Department I3 (Air Pollution Control, Emission), Hessian Agency for Nature Conservation, Environment and Geology, Kassel, Germany.
Environ Sci Pollut Res Int. 2018 Sep;25(25):24787-24797. doi: 10.1007/s11356-018-2515-z. Epub 2018 Jun 20.
Olfactometry is globally acknowledged as a technique to determine odor concentrations, which are used to characterize odors for regulatory purposes, e.g., to protect the general public against harmful effects of air pollution. Although the determination procedure for odor concentrations is standardized in some countries, continued research is required to understand uncertainties of odor monitoring and prediction. In this respect, the present paper strives to provide answers of paramount importance in olfactometry.

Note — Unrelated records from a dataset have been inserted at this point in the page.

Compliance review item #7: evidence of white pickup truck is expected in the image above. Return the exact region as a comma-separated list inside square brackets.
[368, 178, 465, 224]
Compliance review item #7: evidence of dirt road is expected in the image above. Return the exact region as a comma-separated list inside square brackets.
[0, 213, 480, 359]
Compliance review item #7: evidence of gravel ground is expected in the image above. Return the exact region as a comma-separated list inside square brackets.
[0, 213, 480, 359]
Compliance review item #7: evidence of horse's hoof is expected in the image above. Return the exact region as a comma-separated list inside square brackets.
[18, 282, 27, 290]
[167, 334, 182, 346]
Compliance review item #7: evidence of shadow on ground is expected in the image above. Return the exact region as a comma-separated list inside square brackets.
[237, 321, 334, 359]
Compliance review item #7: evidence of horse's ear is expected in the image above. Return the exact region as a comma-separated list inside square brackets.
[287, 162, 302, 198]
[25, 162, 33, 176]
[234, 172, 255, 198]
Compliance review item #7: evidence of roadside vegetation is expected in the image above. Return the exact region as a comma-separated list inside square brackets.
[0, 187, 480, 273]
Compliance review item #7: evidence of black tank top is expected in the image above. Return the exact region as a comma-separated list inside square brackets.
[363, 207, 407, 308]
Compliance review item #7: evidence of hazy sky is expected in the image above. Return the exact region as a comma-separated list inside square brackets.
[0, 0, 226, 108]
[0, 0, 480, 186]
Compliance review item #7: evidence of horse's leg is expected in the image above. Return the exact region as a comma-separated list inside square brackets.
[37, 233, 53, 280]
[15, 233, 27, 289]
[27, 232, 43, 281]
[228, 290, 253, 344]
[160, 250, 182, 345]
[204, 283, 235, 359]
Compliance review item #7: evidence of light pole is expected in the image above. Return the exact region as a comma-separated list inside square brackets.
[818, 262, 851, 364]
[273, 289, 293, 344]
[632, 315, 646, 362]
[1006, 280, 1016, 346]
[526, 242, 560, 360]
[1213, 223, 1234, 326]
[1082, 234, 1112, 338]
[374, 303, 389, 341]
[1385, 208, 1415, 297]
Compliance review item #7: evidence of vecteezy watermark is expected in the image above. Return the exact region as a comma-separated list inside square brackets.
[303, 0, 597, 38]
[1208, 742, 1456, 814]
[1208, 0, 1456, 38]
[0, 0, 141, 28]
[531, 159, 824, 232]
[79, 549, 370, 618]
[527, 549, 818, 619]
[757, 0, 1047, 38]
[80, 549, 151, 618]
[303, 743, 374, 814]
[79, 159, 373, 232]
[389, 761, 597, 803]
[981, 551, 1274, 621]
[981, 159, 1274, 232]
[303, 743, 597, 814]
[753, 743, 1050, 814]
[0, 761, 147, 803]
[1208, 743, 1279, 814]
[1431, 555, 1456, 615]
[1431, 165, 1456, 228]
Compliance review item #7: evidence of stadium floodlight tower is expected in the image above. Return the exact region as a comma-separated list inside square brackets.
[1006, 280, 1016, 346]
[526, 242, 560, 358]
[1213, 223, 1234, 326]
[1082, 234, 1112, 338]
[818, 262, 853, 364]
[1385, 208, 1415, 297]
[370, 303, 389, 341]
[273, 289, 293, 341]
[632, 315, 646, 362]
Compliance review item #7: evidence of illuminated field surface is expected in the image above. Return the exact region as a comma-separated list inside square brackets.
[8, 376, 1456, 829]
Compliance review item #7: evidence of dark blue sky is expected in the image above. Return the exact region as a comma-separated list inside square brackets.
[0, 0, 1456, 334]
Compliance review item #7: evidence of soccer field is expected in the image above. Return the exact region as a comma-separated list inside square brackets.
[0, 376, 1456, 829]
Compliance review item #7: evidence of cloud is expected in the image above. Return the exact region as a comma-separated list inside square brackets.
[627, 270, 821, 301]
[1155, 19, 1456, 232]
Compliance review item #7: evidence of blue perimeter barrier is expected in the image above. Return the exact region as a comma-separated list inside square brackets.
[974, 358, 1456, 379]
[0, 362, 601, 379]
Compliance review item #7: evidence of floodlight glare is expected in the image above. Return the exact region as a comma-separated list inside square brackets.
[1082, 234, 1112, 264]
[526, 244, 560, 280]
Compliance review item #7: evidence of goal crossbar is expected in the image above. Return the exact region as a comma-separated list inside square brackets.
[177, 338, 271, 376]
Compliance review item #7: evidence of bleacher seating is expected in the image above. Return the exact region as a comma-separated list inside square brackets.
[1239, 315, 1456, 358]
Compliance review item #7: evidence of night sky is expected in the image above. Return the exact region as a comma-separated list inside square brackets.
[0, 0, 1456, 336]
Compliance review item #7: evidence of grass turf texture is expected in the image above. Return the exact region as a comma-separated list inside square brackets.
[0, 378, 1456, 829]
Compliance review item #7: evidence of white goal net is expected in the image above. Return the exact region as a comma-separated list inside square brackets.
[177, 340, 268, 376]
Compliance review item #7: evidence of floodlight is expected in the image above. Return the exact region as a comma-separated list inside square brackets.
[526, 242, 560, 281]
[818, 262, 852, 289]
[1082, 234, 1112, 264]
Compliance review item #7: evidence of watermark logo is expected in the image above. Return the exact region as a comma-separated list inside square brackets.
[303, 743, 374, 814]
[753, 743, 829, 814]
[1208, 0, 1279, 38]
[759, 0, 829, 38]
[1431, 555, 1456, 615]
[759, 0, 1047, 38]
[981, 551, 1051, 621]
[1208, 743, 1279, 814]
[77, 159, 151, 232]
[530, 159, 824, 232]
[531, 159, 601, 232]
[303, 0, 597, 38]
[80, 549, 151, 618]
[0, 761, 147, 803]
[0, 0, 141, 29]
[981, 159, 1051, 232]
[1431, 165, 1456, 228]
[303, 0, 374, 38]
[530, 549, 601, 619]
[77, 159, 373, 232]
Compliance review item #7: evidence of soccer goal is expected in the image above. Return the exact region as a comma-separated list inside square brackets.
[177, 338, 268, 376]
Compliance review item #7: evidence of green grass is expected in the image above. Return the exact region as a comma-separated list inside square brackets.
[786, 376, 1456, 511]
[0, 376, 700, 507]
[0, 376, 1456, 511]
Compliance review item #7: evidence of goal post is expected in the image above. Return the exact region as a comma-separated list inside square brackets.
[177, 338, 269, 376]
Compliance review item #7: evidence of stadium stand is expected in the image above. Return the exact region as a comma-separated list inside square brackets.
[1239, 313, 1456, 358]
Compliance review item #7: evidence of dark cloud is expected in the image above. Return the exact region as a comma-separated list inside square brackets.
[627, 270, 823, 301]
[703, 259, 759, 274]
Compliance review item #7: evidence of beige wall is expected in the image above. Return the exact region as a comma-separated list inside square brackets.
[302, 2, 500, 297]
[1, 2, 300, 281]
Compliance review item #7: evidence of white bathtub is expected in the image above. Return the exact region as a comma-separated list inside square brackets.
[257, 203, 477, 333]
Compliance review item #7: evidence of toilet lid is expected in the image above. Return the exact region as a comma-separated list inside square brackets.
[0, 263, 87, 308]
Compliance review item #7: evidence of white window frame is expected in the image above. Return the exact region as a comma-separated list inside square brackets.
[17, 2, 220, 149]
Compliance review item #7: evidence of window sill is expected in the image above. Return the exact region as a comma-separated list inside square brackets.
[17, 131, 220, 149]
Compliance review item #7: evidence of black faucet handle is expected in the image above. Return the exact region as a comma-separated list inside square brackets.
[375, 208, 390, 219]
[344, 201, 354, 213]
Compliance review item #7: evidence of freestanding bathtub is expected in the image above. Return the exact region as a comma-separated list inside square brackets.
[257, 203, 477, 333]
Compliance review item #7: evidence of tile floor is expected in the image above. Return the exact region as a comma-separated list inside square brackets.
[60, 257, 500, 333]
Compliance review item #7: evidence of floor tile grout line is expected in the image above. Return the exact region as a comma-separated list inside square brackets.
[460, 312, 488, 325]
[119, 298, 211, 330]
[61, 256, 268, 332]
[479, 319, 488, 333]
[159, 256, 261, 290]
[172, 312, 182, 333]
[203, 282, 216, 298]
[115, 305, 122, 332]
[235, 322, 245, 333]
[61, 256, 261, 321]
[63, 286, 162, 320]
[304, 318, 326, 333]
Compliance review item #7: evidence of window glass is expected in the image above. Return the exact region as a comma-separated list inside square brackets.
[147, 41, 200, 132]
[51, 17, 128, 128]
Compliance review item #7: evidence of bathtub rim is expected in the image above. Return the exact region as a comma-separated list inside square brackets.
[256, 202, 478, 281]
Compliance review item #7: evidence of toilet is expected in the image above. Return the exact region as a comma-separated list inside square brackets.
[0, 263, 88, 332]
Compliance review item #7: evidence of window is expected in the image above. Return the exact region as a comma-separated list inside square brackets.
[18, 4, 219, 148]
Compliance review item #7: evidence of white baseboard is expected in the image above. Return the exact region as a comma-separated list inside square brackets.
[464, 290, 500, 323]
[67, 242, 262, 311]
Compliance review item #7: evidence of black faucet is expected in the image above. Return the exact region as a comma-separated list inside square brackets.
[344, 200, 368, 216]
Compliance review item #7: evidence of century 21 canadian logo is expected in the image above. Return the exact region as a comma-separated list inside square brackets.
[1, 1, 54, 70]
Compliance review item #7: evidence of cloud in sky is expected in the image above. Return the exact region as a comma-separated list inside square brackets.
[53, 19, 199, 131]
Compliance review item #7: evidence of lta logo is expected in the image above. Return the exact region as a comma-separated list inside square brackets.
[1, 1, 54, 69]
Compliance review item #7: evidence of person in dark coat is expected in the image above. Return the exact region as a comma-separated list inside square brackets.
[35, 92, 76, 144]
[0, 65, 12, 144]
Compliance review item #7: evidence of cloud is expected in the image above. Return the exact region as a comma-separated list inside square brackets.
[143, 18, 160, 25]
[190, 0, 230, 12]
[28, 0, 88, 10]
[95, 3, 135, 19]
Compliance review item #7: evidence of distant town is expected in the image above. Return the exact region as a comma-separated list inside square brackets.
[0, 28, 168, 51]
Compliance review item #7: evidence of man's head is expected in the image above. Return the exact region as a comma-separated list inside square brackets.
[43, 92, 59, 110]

To do so, a wealth of measurement data originating from six large-scale olfactometric stack emission proficiency tests conducted from 2015 to 2017 was retrospectively analyzed. The tests were hosted at a unique emission simulation apparatus-a replica of an industry chimney with 23 m in height-so that for the first time, conventional proficiency testing (no sampling) with real measurements (no reference concentrations) was combined. Surprisingly, highly variable recovery rates of the odorants were observed-no matter, which of the very different odorants was analyzed. Extended measurement uncertainties with roughly 30-300% up to 20-520% around a single olfactometric measurement value were calculated, which are way beyond the 95% confidence interval given by the widely used standard EN 13725 (45-220%) for assessment and control of odor emissions. Also, no evidence has been found that mixtures of odorants could be determined more precisely than single-component odorants. This is an important argument in the intensely discussed topic, whether n-butanol as current reference substance in olfactometry should be replaced by multi-component odorants. However, based on our data, resorting to an alternative reference substance will not solve the inherent problem of high uncertainty levels in dynamic olfactometry. Finally, robust statistics allowed to calculate reliable odor thresholds, which are an important prerequisite to convert mass concentrations to odor concentrations and vice versa.
嗅辨测试被全球公认为一种测定气味浓度的技术,该技术被用于对气味进行特征描述,以达到监管目的,例如,保护公众免受空气污染的有害影响。尽管一些国家已经对气味浓度的测定程序进行了标准化,但仍需要进一步的研究来了解气味监测和预测的不确定性。在这方面,本文旨在为嗅辨测试提供至关重要的答案。为此,对 2015 年至 2017 年期间进行的六次大型嗅辨烟囱排放效能测试的大量测量数据进行了回顾性分析。这些测试在一个独特的排放模拟装置上进行,该装置是一个 23 米高的工业烟囱的复制品,因此首次实现了常规的能力验证测试(无采样)与实际测量(无参考浓度)的结合。令人惊讶的是,无论分析的是哪种非常不同的气味剂,都观察到气味剂的回收率存在高度的可变性。计算出的扩展测量不确定度约为单个嗅辨测量值的 30-300%,甚至高达 20-520%,远远超过广泛使用的标准 EN 13725(45-220%)规定的评估和控制气味排放的 95%置信区间。此外,也没有证据表明混合气味剂可以比单一气味剂更精确地测定。这是在激烈讨论的话题中一个重要的论点,即在嗅辨测试中,当前的参考物质正丁醇是否应被多组分气味剂所取代。然而,根据我们的数据,使用替代参考物质并不能解决动态嗅辨测试中固有不确定性水平高的问题。最后,稳健的统计方法允许计算可靠的气味阈值,这是将质量浓度转换为气味浓度和反之亦然的重要前提。